Die repräsentativen Ergebnisse, die in diesem Manuskript vorgestellt werden, wurden aus den vorangegangenen [89Zr]Zr-DBN-Synthese- und Zellradiomarkierungsstudienzusammengestellt 18,19,22,23,24,25. Kurz gesagt, 89Zr können erfolgreich mit DFO-Bn-NCS in ~30-60 min bei 25-37 °C unter Verwendung von 7,5-15 μg DFO-Bn-NCS komplexiert werden (Tabelle 2). Die Effizienz der radioaktiven Markierung der Zellen variiert zwischen 20 und 50 % als unkorrigierte Ausbeute, die im radioaktiv markierten Zellpellet nach dem Waschen beobachtet wird (Tabelle 1). 18,19,22,23,24,25 (Tabelle 1).

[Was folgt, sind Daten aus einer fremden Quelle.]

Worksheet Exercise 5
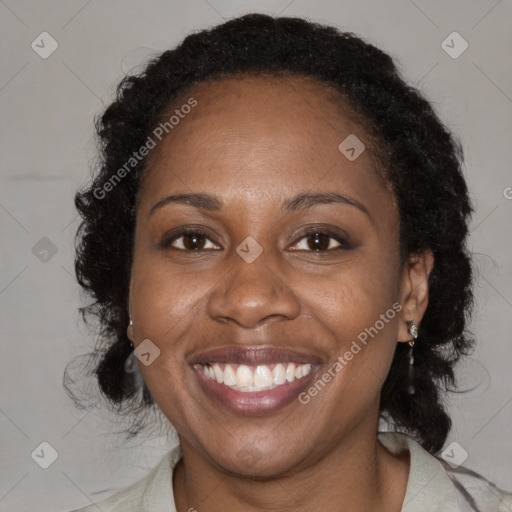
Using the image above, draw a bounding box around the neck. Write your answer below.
[173,427,409,512]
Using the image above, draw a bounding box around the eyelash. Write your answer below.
[160,228,352,254]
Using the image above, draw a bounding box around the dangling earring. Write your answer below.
[124,301,137,373]
[406,320,418,395]
[124,341,137,373]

Insgesamt wurden folgende Radioaktivitätskonzentrationen erreicht: 0,1 MBq/10 6 Zellen für Hepatozyten 22,24, 0,50 ± 0,10 MBq/10 6 für Melanomzellen (mMCs)18, 0,47 ± 0,10 MBq/10 6 für humane mesenchymale Stammzellen (hMSCs)18, 0,39 ± 0,20 MBq/10 6 für dendritische Zellen (mDCs)18, 0,27± 0,30 MBq/10 6 für weiße Blutkörperchen 25, und 0,70 ± 0,20 MBq/106 für kardiopoetische Stammzellen19 (Tabelle 1) . Im Gegensatz dazu wurde keine Zellmarkierung mit [89 Zr]Zr(HPO 4)2 oder [89Zr]ZrCl 425 beobachtet. Wie bereits gezeigt, erwiesen sich radioaktive Markierungen in mMCs, hMSCs und mDCs als stabil, wobei nur ein vernachlässigbarer Prozentsatz des Ausflusses über 7 Tage nach der Markierung beobachtet wurde (Abbildung 6)18. Bei kardiopoetischen Stammzellen wurde über 2 Tage nach der Markierung kein Efflux beobachtet19.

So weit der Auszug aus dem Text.